Edd Byrnes did two other Westerns as well called, "Payment In Blood" with Guy Madison and "Red Blood, Yellow Gold" where he was once again cast alongside George Hilton but this time with Spanish actor George Martin. Edd Byrnes is one of my favorite actors and one of my favorite movies with him in it is, of course, "Grease" with John Travolta and Olivia Newton-John. Great songs and a much greater film. Sadly, three years ago, in 2020, Edd "Kookie" Byrnes died of natural causes at either 87 or 88. I would rather say he was 86 since I believe he was born in Manhattan, New York, on July 30, 1933. He also appeared in TV Westerns such as "Cheyenne", "Lawman", "Maverick", "Laramie", and "Colt .45". But my favorite Western film with Edd Byrnes in it besides "Red Blood, Yellow Gold" is "Yellowstone Kelly" that he did with Clint "Cheyenne" Walker in 1959. Love that film. If I was given a list of all the greatest Western actors ever, I would mention the following names.
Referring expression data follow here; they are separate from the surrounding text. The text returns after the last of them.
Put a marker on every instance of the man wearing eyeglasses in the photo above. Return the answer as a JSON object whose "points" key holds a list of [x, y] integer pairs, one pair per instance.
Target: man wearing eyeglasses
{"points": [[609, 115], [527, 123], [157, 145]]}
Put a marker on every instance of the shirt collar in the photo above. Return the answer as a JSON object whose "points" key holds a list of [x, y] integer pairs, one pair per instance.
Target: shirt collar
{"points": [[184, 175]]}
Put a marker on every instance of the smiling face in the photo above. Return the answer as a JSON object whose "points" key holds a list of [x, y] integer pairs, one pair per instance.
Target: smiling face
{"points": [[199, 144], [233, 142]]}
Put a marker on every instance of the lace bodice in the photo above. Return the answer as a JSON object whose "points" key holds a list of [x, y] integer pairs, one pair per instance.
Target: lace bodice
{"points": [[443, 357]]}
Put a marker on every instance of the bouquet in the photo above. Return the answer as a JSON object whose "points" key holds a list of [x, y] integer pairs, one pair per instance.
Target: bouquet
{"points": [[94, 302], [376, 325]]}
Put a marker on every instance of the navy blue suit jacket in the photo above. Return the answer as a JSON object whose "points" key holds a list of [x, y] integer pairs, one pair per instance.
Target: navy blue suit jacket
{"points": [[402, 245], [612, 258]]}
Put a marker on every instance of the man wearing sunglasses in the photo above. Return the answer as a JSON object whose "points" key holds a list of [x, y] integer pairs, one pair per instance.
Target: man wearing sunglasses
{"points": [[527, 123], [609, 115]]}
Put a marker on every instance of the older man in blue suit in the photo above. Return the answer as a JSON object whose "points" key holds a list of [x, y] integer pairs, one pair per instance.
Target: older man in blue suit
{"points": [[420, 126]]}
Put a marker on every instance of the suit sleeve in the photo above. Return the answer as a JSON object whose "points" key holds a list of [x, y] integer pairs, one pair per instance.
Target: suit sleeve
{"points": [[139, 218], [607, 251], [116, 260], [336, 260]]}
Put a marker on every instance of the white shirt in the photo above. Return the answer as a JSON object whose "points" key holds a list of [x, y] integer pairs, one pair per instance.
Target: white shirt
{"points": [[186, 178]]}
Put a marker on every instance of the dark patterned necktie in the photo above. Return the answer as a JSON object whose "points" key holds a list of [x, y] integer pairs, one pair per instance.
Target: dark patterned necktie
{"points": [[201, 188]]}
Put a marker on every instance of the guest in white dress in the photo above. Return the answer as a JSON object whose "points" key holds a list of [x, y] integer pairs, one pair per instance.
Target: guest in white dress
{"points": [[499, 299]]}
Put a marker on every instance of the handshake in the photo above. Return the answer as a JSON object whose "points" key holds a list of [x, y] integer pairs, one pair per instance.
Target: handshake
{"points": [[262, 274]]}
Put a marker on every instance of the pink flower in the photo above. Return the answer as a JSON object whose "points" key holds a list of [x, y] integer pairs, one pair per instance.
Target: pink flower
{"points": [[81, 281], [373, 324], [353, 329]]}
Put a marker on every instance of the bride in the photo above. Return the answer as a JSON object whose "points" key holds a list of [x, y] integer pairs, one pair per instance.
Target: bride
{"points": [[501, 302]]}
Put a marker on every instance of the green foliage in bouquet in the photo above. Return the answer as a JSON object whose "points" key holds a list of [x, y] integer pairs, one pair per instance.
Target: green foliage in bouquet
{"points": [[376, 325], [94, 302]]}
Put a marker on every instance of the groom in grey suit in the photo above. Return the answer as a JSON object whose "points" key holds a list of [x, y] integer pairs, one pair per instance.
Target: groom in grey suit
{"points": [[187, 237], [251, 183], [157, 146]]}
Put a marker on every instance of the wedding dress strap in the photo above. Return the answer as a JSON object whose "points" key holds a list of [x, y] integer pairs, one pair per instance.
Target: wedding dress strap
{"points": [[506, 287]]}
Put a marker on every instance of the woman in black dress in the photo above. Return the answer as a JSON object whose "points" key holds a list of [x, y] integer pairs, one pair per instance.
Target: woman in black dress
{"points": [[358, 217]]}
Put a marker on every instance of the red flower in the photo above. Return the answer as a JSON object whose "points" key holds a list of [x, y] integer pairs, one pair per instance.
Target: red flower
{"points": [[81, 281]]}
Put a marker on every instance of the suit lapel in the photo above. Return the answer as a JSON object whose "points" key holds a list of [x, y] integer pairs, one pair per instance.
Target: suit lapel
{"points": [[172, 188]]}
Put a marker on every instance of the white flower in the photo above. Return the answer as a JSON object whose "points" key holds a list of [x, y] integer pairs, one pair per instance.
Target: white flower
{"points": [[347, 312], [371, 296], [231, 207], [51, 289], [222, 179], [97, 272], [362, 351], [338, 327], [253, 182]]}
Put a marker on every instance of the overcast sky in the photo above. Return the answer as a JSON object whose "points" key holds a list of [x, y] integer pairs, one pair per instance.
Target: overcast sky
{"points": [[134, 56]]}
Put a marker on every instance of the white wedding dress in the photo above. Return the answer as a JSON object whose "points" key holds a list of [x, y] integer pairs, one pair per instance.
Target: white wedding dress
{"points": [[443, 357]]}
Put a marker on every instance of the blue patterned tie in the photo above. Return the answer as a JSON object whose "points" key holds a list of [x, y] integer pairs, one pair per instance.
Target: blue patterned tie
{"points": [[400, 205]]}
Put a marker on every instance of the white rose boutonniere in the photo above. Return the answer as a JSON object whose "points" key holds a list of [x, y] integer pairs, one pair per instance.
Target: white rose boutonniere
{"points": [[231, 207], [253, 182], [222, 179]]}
John Wayne, Clint Eastwood, James Arness, John Russell, Ken Curtis, Ben Johnson, Harry Carey Sr., Harry Carey Jr., Glenn Ford, Randolph Scott, Gene Autry, Tex Ritter, Roy Rogers, Buck Taylor, Sam Elliott, and finally, Edd Byrnes. Can't go wrong with a list like that. They are all my favorite actors, but Edd Byrnes really stands out. RIP Kookie.